Personal information
- Date of birth: 23 September 1998
- Place of birth: Tororo, Uganda
- Date of death: 5 August 2026 (aged 27)
- Place of death: Kampala, Uganda
- Height: 1.73 m (5 ft 8 in)
- Positions: Midfielder; right-back;

Youth career
- 2014: Nsambya Young Stars Academy
- 2014–2015: Wembley Soccer Academy
- 2015–2016: Lukuli United

Senior career*
- Years: Team / Apps / (Gls)
- 2016–2018: Vipers SC
- 2018–2021: SC Villa
- 2021–2022: Vélez CF
- 2022–2023: Utsiktens BK / 1 / (0)
- 2023–2026: SC Villa / 53+ / (2+)

International career
- Uganda

= David Owori =

Ugandan footballer (1998–2026)

David Owori (23 September 1998 – 5 August 2026) was a Ugandan footballer who played as a midfielder.

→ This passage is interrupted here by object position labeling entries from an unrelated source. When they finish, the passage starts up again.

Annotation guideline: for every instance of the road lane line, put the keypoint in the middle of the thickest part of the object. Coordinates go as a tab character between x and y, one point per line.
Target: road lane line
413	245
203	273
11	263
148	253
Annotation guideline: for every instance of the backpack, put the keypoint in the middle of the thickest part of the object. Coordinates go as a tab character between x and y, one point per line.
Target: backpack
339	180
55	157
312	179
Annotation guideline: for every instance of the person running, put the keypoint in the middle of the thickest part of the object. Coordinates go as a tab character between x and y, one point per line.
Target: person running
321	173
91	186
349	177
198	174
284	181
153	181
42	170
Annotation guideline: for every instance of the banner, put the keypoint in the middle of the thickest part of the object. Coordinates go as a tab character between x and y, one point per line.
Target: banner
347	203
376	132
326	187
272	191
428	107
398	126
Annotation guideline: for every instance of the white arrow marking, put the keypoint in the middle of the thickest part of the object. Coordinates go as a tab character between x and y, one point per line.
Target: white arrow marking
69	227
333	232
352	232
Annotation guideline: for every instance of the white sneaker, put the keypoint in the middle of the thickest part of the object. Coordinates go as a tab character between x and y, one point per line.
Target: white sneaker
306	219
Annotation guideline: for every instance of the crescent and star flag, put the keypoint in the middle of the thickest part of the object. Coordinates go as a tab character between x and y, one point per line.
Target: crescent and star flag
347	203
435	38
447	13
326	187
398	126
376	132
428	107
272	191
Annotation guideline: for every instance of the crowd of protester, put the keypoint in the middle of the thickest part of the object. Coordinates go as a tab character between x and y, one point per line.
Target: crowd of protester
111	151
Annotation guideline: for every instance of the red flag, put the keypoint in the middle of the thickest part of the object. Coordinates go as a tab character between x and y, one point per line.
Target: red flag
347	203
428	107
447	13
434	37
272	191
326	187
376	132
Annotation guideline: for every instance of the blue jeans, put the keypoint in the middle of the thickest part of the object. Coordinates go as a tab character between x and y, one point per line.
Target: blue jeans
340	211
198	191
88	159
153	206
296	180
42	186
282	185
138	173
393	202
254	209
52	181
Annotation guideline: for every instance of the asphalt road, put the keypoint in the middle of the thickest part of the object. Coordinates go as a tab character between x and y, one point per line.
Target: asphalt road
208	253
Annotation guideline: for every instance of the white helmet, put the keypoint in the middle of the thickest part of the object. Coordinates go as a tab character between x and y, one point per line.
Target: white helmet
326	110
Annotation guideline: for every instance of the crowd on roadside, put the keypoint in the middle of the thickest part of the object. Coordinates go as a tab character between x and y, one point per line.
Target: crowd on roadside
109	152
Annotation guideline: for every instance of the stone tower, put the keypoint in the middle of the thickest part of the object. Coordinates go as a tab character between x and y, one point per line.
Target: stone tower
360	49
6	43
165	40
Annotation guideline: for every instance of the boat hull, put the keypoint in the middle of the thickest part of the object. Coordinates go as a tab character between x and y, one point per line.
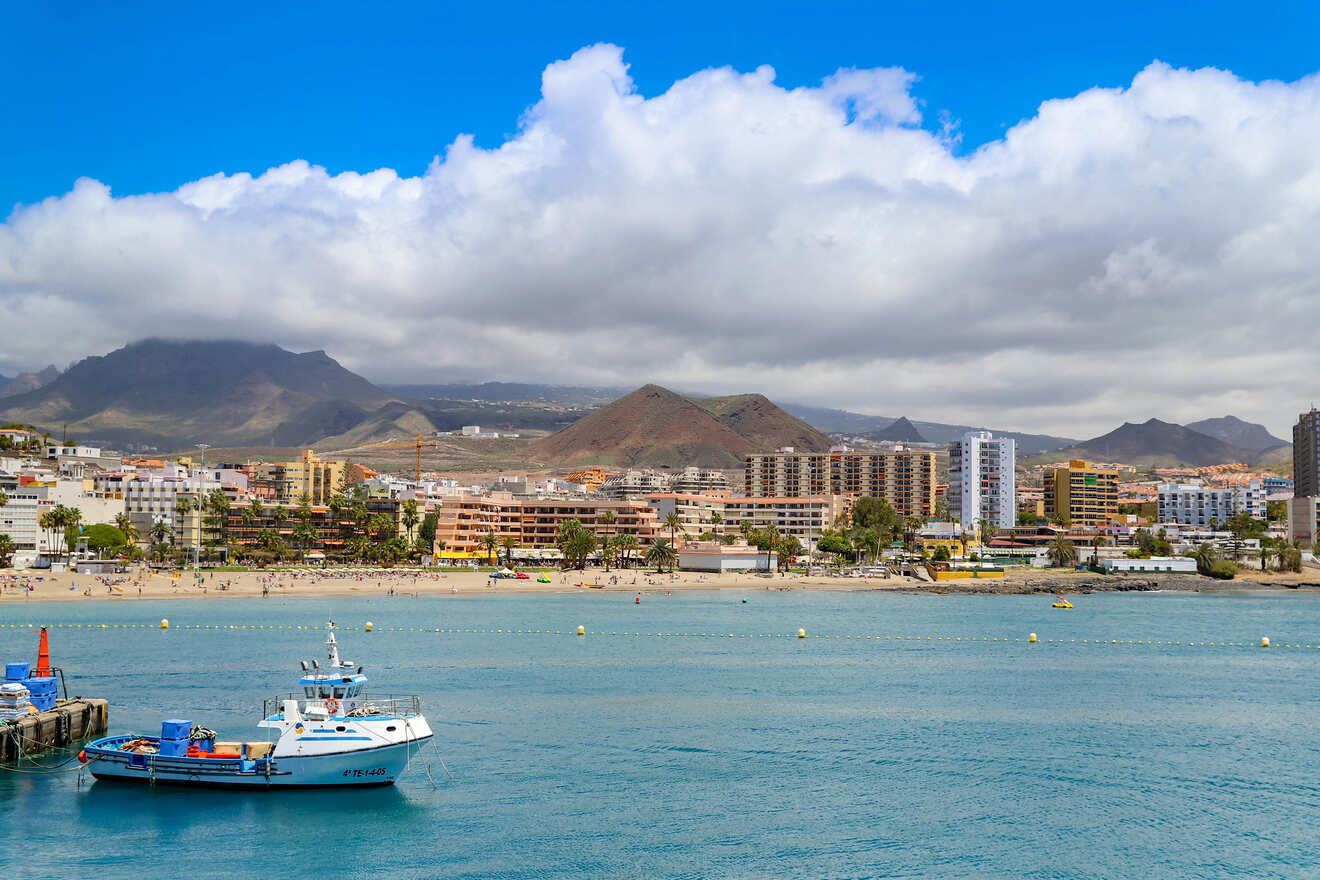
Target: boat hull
358	768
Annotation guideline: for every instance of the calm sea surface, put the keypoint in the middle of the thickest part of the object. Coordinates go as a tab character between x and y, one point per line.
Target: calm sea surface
755	756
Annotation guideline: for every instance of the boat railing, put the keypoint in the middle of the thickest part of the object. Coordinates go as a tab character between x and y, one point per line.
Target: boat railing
359	706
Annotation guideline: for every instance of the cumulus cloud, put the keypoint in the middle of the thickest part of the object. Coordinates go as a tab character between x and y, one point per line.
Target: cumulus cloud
1123	253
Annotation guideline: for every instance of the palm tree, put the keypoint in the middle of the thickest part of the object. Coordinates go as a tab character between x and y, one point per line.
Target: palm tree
1205	557
508	542
489	541
1063	552
409	516
673	524
305	533
661	556
627	545
124	524
770	536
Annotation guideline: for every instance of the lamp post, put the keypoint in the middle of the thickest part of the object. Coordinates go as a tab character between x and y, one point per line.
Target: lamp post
197	534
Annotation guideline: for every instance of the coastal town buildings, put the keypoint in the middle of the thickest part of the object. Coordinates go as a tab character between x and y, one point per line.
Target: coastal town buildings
1306	454
982	479
533	523
1199	504
1081	494
288	482
903	476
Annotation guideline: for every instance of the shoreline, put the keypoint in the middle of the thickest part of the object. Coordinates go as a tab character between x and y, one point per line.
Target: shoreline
313	583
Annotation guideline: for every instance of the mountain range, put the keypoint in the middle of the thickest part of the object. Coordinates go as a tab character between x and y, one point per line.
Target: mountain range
174	393
1156	443
656	428
23	383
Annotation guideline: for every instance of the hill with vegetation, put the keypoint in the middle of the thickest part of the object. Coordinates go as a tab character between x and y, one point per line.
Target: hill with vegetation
173	393
656	428
1233	430
1158	443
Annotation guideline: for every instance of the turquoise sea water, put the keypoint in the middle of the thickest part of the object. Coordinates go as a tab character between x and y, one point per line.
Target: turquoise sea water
702	756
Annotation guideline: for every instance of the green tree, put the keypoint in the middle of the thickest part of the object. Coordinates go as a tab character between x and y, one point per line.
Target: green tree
879	515
1205	558
675	525
409	516
489	542
104	538
305	533
1061	552
429	524
627	545
578	546
508	542
124	524
661	556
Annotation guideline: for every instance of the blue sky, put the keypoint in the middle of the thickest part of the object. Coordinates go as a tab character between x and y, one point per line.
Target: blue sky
147	96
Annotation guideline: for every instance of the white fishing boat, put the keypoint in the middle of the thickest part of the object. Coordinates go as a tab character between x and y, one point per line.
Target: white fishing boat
334	734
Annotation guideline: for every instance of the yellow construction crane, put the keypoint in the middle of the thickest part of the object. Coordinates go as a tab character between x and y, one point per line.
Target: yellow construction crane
416	445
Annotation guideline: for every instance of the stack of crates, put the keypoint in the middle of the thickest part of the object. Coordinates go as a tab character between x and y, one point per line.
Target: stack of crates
42	691
13	701
174	735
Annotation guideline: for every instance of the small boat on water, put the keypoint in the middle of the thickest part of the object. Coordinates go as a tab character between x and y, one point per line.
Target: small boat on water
333	734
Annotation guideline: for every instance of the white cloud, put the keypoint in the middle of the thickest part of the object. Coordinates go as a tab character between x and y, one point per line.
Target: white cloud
1126	252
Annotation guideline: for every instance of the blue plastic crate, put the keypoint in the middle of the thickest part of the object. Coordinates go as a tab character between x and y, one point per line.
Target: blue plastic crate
176	728
173	748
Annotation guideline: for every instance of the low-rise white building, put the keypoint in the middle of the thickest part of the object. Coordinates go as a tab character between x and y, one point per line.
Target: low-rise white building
713	556
1154	564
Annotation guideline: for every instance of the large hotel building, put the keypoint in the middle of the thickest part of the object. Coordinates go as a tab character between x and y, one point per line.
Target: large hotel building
903	476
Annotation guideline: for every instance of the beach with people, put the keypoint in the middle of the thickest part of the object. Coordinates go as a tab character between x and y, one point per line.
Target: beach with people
401	582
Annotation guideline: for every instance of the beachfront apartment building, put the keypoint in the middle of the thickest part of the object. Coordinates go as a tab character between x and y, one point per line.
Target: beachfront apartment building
533	523
694	511
982	479
288	482
800	517
1081	494
29	498
1306	454
903	476
1197	504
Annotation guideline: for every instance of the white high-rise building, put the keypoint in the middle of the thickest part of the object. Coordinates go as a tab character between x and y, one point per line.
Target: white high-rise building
982	479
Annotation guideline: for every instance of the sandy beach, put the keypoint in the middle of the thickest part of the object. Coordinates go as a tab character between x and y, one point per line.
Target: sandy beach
33	586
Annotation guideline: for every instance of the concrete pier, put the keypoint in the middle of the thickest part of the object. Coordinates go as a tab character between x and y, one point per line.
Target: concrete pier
69	722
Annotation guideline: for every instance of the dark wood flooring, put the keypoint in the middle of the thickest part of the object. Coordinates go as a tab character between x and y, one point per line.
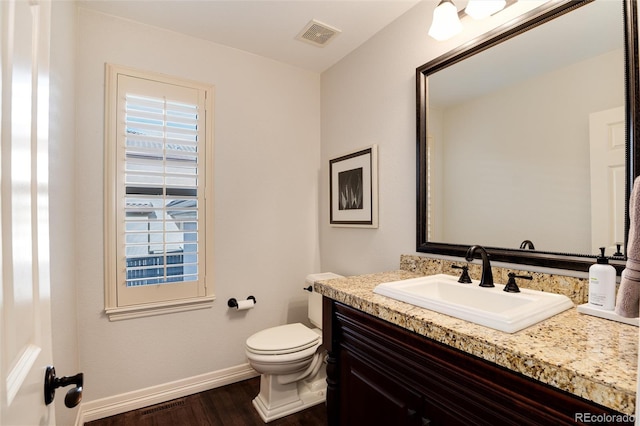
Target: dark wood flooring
228	405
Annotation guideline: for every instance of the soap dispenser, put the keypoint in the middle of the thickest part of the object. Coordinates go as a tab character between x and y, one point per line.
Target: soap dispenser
602	283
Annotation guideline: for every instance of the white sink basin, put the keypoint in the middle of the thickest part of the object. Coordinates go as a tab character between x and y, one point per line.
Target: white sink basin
491	307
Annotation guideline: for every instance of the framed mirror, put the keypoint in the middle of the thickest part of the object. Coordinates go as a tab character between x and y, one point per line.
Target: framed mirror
526	138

== Early life and education ==
Owori was born in Tororo, Uganda, to Eriasaf Osinde and Bena Nyadio. He attended Christ the King Primary School (Nsambya), Mackey Memorial Nateete, Masaka Town College, Star SS Jeza, East High School Ntinda, and Lubiri SS before joining St. Lawrence University.

== Club career ==

=== Early career (2014–2016) ===
Owori began his football career with Nsambya Young Stars Academy before joining Wembley Soccer Academy and later Lukuli United, a Kampala-based regional side.

=== Vipers SC (2016–2018) ===
He was recruited by Vipers SC in 2016, where he featured in youth and senior squads, before moving to SC Villa in 2018.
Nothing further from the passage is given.